Benjamin Fredrich, Chefradakteur des Magazins "Katapult" erklärt: "Wir sind Journalisten und wir hatten gehört, dass die ersten ukrainischen Journalisten aus ihrem Land fliehen, kein Geld mehr haben, ihre Büros nicht mehr besetzen können und dass sie nicht mehr weiterarbeiten können, also haben wir uns zu erst überlegt: Wir wollen denen hier unsere Infrastruktur geben, also Räume geben, Computer geben, alles das was sie brauchen, Handys…"

Finanziert werden die Gehälter der neuen, ukrainischen Kolleg:innen zum einen durch Spenden, zum anderen verzichten rund die Hälfte der Katapult-Journalist:innen auf einen Teil ihres Gehalts. Seine Arbeit verbreitet das Magazin vor allem über den Messengerdienst Telegram, das soziale Netzwerk Twitter und seine eigene Webseite.

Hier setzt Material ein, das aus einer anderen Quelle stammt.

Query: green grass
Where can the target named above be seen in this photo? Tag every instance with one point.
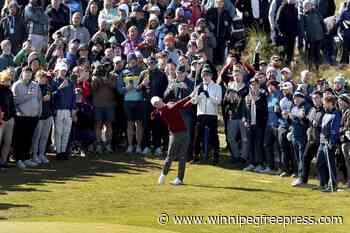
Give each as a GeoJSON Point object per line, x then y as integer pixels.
{"type": "Point", "coordinates": [119, 189]}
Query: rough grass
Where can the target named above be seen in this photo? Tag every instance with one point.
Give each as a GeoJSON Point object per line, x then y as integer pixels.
{"type": "Point", "coordinates": [119, 189]}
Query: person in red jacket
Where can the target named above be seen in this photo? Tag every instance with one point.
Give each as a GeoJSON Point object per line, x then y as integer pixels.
{"type": "Point", "coordinates": [178, 138]}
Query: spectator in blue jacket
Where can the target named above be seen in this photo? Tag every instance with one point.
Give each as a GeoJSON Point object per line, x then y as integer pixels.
{"type": "Point", "coordinates": [63, 92]}
{"type": "Point", "coordinates": [271, 131]}
{"type": "Point", "coordinates": [328, 140]}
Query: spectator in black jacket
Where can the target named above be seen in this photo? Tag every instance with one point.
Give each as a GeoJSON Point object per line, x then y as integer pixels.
{"type": "Point", "coordinates": [153, 82]}
{"type": "Point", "coordinates": [219, 22]}
{"type": "Point", "coordinates": [12, 27]}
{"type": "Point", "coordinates": [58, 15]}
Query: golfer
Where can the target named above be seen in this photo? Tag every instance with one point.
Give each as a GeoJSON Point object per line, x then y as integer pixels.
{"type": "Point", "coordinates": [178, 137]}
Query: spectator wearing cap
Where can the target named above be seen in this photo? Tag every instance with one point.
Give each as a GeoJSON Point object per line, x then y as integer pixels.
{"type": "Point", "coordinates": [164, 29]}
{"type": "Point", "coordinates": [108, 13]}
{"type": "Point", "coordinates": [103, 99]}
{"type": "Point", "coordinates": [148, 45]}
{"type": "Point", "coordinates": [133, 102]}
{"type": "Point", "coordinates": [133, 40]}
{"type": "Point", "coordinates": [313, 135]}
{"type": "Point", "coordinates": [344, 107]}
{"type": "Point", "coordinates": [219, 21]}
{"type": "Point", "coordinates": [256, 102]}
{"type": "Point", "coordinates": [153, 82]}
{"type": "Point", "coordinates": [287, 26]}
{"type": "Point", "coordinates": [8, 109]}
{"type": "Point", "coordinates": [299, 125]}
{"type": "Point", "coordinates": [271, 131]}
{"type": "Point", "coordinates": [329, 138]}
{"type": "Point", "coordinates": [12, 27]}
{"type": "Point", "coordinates": [170, 70]}
{"type": "Point", "coordinates": [6, 57]}
{"type": "Point", "coordinates": [64, 104]}
{"type": "Point", "coordinates": [83, 51]}
{"type": "Point", "coordinates": [58, 14]}
{"type": "Point", "coordinates": [72, 53]}
{"type": "Point", "coordinates": [196, 10]}
{"type": "Point", "coordinates": [312, 27]}
{"type": "Point", "coordinates": [118, 30]}
{"type": "Point", "coordinates": [206, 41]}
{"type": "Point", "coordinates": [27, 99]}
{"type": "Point", "coordinates": [90, 19]}
{"type": "Point", "coordinates": [137, 18]}
{"type": "Point", "coordinates": [42, 130]}
{"type": "Point", "coordinates": [37, 25]}
{"type": "Point", "coordinates": [208, 97]}
{"type": "Point", "coordinates": [153, 22]}
{"type": "Point", "coordinates": [340, 85]}
{"type": "Point", "coordinates": [276, 65]}
{"type": "Point", "coordinates": [288, 163]}
{"type": "Point", "coordinates": [76, 30]}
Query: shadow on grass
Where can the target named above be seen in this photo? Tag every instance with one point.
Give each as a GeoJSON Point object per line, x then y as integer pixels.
{"type": "Point", "coordinates": [244, 189]}
{"type": "Point", "coordinates": [6, 206]}
{"type": "Point", "coordinates": [77, 169]}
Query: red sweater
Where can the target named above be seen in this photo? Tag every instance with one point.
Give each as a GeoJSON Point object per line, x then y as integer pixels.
{"type": "Point", "coordinates": [172, 116]}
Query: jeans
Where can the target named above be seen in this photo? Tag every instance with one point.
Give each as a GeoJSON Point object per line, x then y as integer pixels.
{"type": "Point", "coordinates": [233, 127]}
{"type": "Point", "coordinates": [271, 145]}
{"type": "Point", "coordinates": [322, 165]}
{"type": "Point", "coordinates": [346, 152]}
{"type": "Point", "coordinates": [6, 133]}
{"type": "Point", "coordinates": [309, 153]}
{"type": "Point", "coordinates": [299, 148]}
{"type": "Point", "coordinates": [63, 125]}
{"type": "Point", "coordinates": [177, 150]}
{"type": "Point", "coordinates": [41, 136]}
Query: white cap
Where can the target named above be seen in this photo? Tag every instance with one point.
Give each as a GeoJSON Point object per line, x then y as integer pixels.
{"type": "Point", "coordinates": [61, 66]}
{"type": "Point", "coordinates": [124, 7]}
{"type": "Point", "coordinates": [154, 8]}
{"type": "Point", "coordinates": [287, 86]}
{"type": "Point", "coordinates": [117, 59]}
{"type": "Point", "coordinates": [155, 99]}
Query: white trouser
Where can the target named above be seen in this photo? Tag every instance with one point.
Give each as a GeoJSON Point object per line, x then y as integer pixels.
{"type": "Point", "coordinates": [41, 135]}
{"type": "Point", "coordinates": [63, 125]}
{"type": "Point", "coordinates": [6, 132]}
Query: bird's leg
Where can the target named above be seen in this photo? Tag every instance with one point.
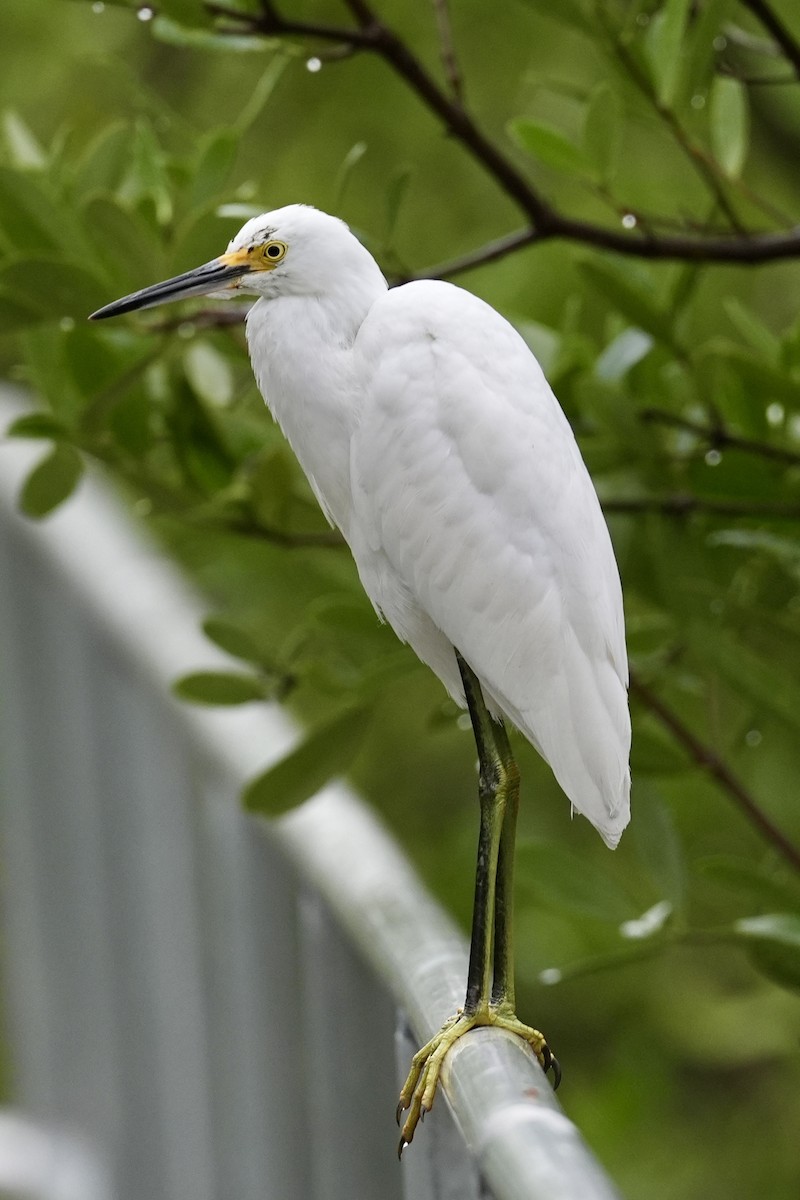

Mittlerweile gibt es eine spezielle Ukraine-Ausgabe.

Dennoch sei es manchmal gar nicht so einfach, den Wahrheitsgehalt der Geschichten zu überprüfen. Denn wenn ein Krieg ausbreche, gebe es auf beiden Seiten viel Propaganda, sagt Friedrich. Eine Aufgabe, der sich Panaschtschuk widmet:

"Ich kann ganz klar erkennen, ob ein Beitrag russische Propaganda ist. Einige ukrainische Journalisten sind zu emotional. Manchmal merkt an das ihren Texten, wenn sie beispielsweise schreiben, dass alle Russen unsere Feinde sind."

Neben der Textarbeit plant Katapult schon ein neues Projekt: im Haus werden Einrichtungsgegenstände und Spielzeug gesammelt, denn schon bald soll hier eine Unterkunft für 50 ukrainische Flüchtlinge entstehen.